Citation : 2003 Latest Caselaw 1340 Del
Judgement Date : 27 November, 2003

Delhi High Court
Commissioner Of Income Tax vs Shankarlal Ved Prakash Huf on 27 November, 2003
Equivalent citations: (2004) 187 CTR Del 8
Bench: D Jain, M B Lokur

ORDER

1. CM 97/2002 & RA 96/2002 This is an application by the Revenue under Section 5 of the Limitation Act, 1963, r/w Section 151 CPC, seeking condensation of delay of "about 12 months" in filing the review application against the order passed by this Court on 10th April, 2001, in ITA No. 1/2000. By the impugned order, following the decision of this Court in ITC No. 35/1999, Revenue's appeal under Section 260A of the IT Act, 1961 (for short 'the Act'), was not entertained.

2. In the application, which is supported by an affidavit of the CIT, Delhi-VII, New Delhi, it is stated that delay in filing the review application was on account of the fact that the decision to file SLP/review application had to be taken in consultation with multiple authorities, namely, the Central Board of Direct Taxes (for short CBDT) or the Ministry of Law, etc. which was a time-consuming process. A list of dates and events filed with the application reads as follows:

  S.        Date                        Events
No.
1.     10-4-2001          Order of the Hon'ble Delhi High Court
                          in ITA No. 65/2000.
2.      7-5-2001          Certified copy of order received by
                          the Standing Counsel.
3.     28-5-2001          Order received in the office of the
                          concerned CCIT.
4.     18-7-2001          The CIT sent the file to the CBDT for
                          its opinion as regards filing of SLP.
5.     29-10-2001         Opinion of the Law Ministry dt. 15th 
                          Oct., 2001 received in the office of
                          the CCIT (Admn.). Solicitor General 
                          opined that instead of filing SLP 
                          review petition be filed.
6.                        Restructuring of the Department
                          and change in the jurisdiction of 
                          the AO etc.
7.    13-11-2001          Matter referred to the Standing Counsel 
                          in view of the opinion of the Ministry
                          of Law.
8.     27-3-2002          Sending the file to another Standing
                          Counsel after receiving the same from 
                          the first one.
9.     23-4-2002          File received back from the second 
                          Standing Counsel.
10.    30-4-2002          Sending the file to yet another 
                          Standing Counsel.
11.    1-6-2002 to        Summer vacation of the High Court.
       7-7-2002
12.    12-7-2002          Filing of the review petition.

 

The application is resisted by the respondent-assessed.
 

3. We have heard Mr. R.C. Pandey, learned senior standing counsel for the Revenue and Mr. C.S. Aggarwal, learned counsel for the assessed.

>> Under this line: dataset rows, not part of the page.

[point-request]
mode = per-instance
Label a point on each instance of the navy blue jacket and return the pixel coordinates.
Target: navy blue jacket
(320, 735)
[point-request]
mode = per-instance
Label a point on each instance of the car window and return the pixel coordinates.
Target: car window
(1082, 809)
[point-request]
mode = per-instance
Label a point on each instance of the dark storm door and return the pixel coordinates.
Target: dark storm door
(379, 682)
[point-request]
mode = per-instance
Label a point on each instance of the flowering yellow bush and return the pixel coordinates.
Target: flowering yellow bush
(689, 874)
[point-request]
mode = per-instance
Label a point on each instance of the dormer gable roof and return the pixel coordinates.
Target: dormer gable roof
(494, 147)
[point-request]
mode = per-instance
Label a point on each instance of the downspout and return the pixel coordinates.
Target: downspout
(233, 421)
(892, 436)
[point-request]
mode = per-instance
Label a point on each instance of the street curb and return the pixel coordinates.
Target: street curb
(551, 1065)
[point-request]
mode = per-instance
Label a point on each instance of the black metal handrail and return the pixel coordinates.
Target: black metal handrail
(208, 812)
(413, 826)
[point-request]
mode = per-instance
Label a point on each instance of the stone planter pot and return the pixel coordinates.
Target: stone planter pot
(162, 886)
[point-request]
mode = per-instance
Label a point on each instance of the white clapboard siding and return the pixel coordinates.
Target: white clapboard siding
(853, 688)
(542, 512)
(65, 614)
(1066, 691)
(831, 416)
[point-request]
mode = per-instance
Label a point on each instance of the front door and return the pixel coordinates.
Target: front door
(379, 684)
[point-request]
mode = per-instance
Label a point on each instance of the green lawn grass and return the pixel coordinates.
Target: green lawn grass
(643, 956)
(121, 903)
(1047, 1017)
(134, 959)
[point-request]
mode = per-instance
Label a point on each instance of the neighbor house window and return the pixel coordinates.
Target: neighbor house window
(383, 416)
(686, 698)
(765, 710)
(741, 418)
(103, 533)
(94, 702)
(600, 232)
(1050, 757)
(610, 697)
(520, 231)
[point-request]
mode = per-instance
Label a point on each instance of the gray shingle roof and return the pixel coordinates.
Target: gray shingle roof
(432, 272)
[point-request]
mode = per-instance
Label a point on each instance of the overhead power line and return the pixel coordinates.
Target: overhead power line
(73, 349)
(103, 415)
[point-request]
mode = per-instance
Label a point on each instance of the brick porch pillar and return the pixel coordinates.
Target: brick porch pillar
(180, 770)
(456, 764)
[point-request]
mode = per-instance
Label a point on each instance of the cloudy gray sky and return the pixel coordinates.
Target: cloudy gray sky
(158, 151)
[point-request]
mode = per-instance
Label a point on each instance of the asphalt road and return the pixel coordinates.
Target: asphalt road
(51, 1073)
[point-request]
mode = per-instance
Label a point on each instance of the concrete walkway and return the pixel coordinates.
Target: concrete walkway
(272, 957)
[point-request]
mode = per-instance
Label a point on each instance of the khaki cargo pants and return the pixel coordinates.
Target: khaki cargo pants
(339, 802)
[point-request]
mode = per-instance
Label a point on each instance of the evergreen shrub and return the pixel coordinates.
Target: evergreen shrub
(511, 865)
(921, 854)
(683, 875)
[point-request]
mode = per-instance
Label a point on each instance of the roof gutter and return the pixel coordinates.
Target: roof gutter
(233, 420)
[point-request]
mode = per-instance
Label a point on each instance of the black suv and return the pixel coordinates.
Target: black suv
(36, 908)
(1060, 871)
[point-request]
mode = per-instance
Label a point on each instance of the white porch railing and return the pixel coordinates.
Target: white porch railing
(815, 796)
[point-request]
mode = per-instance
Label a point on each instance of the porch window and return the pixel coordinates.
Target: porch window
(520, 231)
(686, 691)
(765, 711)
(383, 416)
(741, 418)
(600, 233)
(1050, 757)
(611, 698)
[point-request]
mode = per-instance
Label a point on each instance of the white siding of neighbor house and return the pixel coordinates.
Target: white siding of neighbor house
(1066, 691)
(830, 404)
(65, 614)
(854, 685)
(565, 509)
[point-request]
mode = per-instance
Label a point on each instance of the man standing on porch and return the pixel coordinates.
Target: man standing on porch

4. Relying on the decision of the apex Court in State of Haryana v. Chandra Mani and Ors. . Mr. Pandey has vehemently submitted that since the processing of the file from one Ministry to another and then from one standing counsel to another took a considerable time, causing the delay, the Court may take a pragmatic view in the matter and condone the delay. Reliance is also placed on another decision of the apex Court in Collector, Land Acquisition v. Mst. Katiji and Ors. .

5. Having regard to the factual scenario, as projected in the afore-extracted list of dates and events, we are unable to agree with learned counsel for the applicant that a sufficient cause for condensation of delay of more than 400 days in filing the review application is made out. It is evident from the said list that in the first instance the office of the Chief CIT took almost two months in forwarding the file to the CBDT for its opinion. Mercifully, the Board took more than three months in obtaining the opinion of the Ministry of Law. What happened thereafter is again a true reflection of the file pushing and passing on the buck, ethos. To say the least, the file has been dealt with in a most casual and cavalier manner.

6. We are conscious of the observations of the Supreme Court, that the expression "sufficient cause" should be considered with pragmatism in justice-oriented approach rather than the technical detection of sufficient cause for explaining every day's delay. True, that having regard to the fact that the State Represents collective cause of the community, certain amount of latitude to it is permissible but in a case of apparent lethargy, like the present one, Chandra Mani's case (supra) cannot be permitted to be used as a shield for inaction. We are of the view that on facts in hand no cause, much less a sufficient cause has been made out for condensation of delay in filing the review application and we are constrained to dismiss the application. Ordered accordingly.

Consequently the review application is also dismissed as barred by limitation. However, having regard to the facts of the case, there will be no order as to costs.